10 thoughts on “Grieving with Intention

  1. We lost our precious daughter Bobbie Jo,3 years ago. She was 28. I am really having a hard time. It seems by he greving is getting worse. It was due to medical malpractice. Do you have any advice?

    1. I am so very sorry for your loss. I don’t know your individual situation but I would suggest you go and talk to a psychologist or someone who is trained to deal with trauma. They will be able to give you professional help and advice. I personally had a lot of success with EMDR (ask if they are trained).

      Know that you are not alone and many of us are walking this journey with you.

  2. I read this yesterday morning, and I have been thinking about it ever since. You celebrate whatever you want. Death is a strange friend that visits each of us differently. You might share this post with your friends, or find a way to let them know how you are wanting to remember your son. I think they would like to help you however they can. Or maybe tell a few of your very trusted friends, so that they can share for you. Happy birthday in September to Adam.

  3. Michael was born July 19th, 1985 and died of suicide on July 15th, 2016. His death certificate was signed the same day as his birthday. It has been 4 years and I believe this has been my hardest year, but for some reason I turned the corner this year. Instead of mourning his death, I celebrated his 35th birthday. I took a special card and Big Big Balloons and put them near his resting place. I didn’t cry as much, I smiled. I smiled because instead of thinking about the Why and How Could this happen, I thought about him as a baby, a young boy and as a man and I smiled. He brought me so much happiness. So today, I am saying that I am happy that I was blessed with the 30 years I was given. I cannot bring Michael back but I will make sure he lives on. I put a post on Facebook and received over 100 comments and I responded to them all. Thank you for remembering him and for sharing his birthday with me. He was a unique person. He was a special little boy and man and people loved his kindness. I will be sad but then I will think of the joy he brought me and I will smile.

  4. Such profound words . I was in counseling and I know they used EMDR however since my sons trial is scheduled to start Sept 29, 2020 she said that I wasn’t ready for EMDR although I have nightmare of that horrible night when I rec’vd that call that every parent is afraid to get and not to mention the I spent in icu only to remove him from life support, she wanted to wait for the trial to begin. So my question is what exactly is EMDR ? And , how does it help ? Thank you lisa ( ( for story Nick Kauls forever 17)

  5. I really appreciate your honesty about “forgetting” the date. I’m still fresh into this unwanted experience, it’s been hardly 3 months, but I am very realistic about it, accepted it and I’m trying to have a life after my son’s death (there’s really no point in wasting another life although I’m very much looking forward to death).
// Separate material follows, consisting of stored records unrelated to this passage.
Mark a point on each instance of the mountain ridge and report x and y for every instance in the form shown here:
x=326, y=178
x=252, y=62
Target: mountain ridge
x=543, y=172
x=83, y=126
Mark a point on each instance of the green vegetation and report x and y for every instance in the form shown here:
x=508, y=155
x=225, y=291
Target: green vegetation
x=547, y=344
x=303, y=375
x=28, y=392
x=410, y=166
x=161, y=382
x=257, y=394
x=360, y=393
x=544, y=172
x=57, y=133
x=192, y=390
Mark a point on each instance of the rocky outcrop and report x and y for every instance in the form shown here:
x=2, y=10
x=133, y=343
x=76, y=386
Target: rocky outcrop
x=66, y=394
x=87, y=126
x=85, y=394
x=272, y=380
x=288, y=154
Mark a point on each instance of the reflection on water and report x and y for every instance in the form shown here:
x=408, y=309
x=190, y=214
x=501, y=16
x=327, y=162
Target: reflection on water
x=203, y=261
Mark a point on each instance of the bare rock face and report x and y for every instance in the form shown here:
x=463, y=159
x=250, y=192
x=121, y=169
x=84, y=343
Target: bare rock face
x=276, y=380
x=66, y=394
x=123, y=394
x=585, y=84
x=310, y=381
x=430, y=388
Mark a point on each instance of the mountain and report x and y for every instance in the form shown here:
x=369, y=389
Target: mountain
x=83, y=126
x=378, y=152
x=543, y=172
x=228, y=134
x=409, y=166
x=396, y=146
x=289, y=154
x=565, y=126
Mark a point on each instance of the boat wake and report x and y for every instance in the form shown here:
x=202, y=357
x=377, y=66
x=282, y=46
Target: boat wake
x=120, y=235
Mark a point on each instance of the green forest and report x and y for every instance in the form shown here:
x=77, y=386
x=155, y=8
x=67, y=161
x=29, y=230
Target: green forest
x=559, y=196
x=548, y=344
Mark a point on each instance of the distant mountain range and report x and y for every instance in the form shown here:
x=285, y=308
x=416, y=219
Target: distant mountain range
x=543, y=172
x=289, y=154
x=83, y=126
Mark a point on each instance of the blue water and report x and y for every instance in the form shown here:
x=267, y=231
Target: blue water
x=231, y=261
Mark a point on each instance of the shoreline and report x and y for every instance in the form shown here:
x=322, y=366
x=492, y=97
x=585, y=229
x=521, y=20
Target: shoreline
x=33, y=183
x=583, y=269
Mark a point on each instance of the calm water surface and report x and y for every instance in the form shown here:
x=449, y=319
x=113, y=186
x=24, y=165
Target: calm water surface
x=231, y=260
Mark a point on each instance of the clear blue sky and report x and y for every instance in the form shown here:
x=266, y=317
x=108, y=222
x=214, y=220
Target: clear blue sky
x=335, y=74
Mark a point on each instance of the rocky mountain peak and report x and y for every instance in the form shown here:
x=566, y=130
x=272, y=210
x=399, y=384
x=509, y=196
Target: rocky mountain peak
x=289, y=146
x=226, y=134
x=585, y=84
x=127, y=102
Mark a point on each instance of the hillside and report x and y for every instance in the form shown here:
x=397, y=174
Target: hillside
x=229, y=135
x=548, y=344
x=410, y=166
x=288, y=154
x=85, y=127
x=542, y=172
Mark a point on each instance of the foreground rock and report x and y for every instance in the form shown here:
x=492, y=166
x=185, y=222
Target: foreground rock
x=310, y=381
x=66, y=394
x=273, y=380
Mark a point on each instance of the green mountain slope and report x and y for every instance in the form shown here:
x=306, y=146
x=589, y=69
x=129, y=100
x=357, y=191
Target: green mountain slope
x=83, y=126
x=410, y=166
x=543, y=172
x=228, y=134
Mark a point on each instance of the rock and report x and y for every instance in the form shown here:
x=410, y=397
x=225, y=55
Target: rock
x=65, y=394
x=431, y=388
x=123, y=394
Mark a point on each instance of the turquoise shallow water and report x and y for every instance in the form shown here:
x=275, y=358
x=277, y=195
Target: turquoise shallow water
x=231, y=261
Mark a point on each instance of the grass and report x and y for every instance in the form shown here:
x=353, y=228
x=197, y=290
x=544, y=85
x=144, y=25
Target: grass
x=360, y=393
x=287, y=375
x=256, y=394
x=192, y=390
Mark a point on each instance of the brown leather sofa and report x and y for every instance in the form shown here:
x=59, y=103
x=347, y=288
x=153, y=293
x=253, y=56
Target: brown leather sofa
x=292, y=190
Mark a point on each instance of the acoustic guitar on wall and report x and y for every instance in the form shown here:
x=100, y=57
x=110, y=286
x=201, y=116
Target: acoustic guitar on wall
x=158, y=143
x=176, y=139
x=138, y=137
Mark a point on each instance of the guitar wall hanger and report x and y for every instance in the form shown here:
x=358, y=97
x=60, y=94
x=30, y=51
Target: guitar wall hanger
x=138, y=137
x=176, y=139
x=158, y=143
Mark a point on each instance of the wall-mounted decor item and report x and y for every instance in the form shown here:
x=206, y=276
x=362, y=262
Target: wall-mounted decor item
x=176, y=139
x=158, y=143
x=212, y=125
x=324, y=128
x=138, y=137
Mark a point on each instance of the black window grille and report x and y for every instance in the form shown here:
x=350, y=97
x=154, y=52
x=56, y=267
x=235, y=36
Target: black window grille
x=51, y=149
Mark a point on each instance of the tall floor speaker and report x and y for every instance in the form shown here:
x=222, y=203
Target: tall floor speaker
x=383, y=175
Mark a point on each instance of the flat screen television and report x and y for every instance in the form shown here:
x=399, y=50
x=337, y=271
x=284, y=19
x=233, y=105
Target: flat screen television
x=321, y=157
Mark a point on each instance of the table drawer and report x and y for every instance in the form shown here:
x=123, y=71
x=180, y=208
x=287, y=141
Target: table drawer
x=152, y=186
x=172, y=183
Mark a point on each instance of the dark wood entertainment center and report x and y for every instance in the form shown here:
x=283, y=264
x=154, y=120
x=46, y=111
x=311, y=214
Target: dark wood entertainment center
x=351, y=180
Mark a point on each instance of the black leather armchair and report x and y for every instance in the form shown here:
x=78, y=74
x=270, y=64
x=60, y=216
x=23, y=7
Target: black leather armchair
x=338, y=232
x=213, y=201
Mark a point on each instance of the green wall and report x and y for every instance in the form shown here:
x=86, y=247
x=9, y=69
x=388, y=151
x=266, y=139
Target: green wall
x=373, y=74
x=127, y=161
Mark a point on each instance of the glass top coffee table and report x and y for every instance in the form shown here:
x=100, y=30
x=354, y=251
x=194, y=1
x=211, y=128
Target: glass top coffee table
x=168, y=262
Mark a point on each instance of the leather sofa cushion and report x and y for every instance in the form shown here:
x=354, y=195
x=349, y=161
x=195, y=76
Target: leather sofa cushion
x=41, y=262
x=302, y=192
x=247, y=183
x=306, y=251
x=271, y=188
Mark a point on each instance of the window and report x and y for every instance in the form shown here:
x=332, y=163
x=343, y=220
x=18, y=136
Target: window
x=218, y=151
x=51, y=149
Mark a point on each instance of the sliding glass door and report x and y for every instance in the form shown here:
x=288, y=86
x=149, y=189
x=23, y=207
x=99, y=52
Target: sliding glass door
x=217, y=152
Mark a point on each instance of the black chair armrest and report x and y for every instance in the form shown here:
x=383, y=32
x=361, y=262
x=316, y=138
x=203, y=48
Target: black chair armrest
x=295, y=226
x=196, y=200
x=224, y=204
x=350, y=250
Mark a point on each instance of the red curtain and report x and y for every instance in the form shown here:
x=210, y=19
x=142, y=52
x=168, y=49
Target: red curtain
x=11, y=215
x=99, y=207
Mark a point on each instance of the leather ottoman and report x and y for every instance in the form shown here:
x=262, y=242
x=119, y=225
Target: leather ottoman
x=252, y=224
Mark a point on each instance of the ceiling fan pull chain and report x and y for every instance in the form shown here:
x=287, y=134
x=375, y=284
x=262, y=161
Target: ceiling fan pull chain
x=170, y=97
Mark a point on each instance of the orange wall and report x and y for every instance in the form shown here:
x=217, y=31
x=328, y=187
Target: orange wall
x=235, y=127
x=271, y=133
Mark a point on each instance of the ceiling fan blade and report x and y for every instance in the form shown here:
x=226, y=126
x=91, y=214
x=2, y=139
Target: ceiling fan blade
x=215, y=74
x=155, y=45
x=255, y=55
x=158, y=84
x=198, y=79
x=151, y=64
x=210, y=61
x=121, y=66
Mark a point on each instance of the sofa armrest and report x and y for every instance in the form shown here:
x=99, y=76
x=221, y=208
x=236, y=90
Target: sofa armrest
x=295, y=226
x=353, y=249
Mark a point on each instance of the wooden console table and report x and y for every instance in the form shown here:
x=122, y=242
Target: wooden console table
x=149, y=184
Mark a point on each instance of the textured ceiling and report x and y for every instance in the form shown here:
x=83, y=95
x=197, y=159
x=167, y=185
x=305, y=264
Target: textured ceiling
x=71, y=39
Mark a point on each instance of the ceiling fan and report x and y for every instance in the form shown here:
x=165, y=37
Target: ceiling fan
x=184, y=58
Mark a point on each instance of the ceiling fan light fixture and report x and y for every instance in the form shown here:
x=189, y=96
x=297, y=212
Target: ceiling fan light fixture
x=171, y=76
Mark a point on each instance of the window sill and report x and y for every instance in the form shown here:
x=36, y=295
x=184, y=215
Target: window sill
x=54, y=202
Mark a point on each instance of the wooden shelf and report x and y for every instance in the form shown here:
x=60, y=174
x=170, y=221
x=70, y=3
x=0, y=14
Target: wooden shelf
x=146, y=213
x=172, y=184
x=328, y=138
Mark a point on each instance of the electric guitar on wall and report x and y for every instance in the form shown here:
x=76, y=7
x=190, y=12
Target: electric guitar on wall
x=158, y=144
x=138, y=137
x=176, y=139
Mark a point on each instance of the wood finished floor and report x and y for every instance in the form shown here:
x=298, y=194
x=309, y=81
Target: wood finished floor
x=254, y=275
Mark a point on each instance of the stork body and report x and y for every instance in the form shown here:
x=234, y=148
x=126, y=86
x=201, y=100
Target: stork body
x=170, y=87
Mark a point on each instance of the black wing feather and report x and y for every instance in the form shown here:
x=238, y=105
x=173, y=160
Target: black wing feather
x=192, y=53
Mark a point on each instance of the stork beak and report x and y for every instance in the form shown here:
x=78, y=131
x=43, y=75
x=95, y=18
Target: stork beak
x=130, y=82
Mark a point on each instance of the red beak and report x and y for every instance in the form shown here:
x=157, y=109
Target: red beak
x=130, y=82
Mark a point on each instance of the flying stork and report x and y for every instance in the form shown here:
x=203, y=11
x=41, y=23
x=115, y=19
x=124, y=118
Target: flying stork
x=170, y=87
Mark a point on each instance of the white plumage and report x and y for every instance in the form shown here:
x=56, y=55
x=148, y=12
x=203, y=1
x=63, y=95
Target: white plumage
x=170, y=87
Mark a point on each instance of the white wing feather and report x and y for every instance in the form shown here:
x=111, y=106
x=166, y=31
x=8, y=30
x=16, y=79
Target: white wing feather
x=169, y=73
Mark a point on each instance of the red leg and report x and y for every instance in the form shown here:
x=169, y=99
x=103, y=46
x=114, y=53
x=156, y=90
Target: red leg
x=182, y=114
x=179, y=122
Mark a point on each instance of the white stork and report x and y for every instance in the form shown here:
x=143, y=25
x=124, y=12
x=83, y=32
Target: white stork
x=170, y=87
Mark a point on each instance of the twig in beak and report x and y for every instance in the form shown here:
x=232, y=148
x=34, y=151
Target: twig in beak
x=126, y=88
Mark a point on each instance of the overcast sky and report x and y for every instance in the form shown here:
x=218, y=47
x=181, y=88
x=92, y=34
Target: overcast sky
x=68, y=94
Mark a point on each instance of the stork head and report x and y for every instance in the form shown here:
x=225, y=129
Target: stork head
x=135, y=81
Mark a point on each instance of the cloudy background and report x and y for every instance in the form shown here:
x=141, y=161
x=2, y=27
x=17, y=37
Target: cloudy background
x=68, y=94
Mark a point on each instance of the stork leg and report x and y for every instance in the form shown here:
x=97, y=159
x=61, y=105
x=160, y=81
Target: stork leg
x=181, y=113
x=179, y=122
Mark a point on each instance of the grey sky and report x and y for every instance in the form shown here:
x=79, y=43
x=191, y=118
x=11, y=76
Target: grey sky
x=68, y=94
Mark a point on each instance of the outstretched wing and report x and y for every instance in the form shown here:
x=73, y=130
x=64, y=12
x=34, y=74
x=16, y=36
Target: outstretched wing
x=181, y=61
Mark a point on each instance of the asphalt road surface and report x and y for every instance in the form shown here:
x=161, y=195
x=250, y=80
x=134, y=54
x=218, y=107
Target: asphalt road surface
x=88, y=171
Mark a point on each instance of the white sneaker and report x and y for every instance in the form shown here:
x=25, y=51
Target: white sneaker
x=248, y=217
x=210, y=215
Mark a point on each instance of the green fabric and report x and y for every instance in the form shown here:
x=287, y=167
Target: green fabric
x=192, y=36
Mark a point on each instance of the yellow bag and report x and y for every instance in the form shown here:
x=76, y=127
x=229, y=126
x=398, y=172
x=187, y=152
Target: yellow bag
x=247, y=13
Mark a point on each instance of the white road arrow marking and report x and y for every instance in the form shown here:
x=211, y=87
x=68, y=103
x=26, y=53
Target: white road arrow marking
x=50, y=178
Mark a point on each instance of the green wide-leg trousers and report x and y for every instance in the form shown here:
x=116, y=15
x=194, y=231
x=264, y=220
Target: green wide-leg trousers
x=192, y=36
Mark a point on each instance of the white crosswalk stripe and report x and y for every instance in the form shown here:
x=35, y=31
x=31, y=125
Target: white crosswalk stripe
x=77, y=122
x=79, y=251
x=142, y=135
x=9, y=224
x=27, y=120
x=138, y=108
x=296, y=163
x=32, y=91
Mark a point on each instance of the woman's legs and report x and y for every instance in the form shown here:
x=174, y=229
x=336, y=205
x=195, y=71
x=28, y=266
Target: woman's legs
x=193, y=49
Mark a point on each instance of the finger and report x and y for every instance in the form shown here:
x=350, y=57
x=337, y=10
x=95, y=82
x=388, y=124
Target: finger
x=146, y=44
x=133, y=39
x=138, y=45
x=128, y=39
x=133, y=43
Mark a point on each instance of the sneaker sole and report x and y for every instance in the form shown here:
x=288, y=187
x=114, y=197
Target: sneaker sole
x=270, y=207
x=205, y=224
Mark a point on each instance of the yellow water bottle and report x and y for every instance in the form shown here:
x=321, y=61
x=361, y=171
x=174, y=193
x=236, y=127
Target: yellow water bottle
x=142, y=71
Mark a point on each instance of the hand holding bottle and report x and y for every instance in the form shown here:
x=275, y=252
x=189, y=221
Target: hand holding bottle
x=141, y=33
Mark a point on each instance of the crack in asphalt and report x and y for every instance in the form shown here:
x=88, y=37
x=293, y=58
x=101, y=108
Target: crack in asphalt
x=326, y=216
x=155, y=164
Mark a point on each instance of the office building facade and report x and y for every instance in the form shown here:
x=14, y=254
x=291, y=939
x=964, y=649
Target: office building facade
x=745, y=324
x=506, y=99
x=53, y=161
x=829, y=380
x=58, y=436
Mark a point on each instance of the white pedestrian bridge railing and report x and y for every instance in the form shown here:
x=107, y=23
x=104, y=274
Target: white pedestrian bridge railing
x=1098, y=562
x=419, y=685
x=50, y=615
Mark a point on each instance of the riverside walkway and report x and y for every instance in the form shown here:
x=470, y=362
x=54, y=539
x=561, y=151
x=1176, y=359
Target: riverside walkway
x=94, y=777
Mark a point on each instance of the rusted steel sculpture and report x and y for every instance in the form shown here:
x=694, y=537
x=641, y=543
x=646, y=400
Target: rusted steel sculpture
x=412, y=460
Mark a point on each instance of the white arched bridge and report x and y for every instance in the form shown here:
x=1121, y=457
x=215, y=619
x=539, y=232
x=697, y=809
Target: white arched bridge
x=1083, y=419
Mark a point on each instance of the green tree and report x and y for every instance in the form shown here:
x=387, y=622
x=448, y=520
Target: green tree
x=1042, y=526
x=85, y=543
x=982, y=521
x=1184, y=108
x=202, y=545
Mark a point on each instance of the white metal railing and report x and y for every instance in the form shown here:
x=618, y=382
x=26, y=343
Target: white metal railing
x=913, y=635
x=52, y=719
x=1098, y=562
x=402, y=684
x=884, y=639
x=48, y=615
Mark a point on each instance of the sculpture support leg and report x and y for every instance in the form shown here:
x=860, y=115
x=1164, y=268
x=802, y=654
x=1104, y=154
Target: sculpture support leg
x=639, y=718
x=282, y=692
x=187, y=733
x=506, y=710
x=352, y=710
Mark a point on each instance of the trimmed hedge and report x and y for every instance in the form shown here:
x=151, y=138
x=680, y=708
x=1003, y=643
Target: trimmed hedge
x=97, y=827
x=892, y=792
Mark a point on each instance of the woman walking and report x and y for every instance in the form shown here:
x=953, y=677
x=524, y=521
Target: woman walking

I occasionally feel guilty for doing so. I’m pressured by expectations that I should be screaming and falling apart, but I personally found out that it doesn’t make anything better. It doesn’t relieve my pain and it won’t bring my son back. So, I’m trying to go on while the pain is still inside, the same as it was before but I choose to ignore it. It has become my new normal and it made me somehow numb but at least I am keeping it together now… This numbness makes me feel on occasions that I’m not reacting properly and that I’m kind of being “ok” with my son’s death and the guilt keeps up again… So knowing that others are also being somehow ok, at least on the surface, makes me fell less abnormal. I will always miss my son.

    1. First off, I’m so sorry for you loss – it truly is the “club” no one wants to belong to. Grieving is so individualized and we can sometimes feel as though we are doing it wrong. Take care of yourself and go in peace.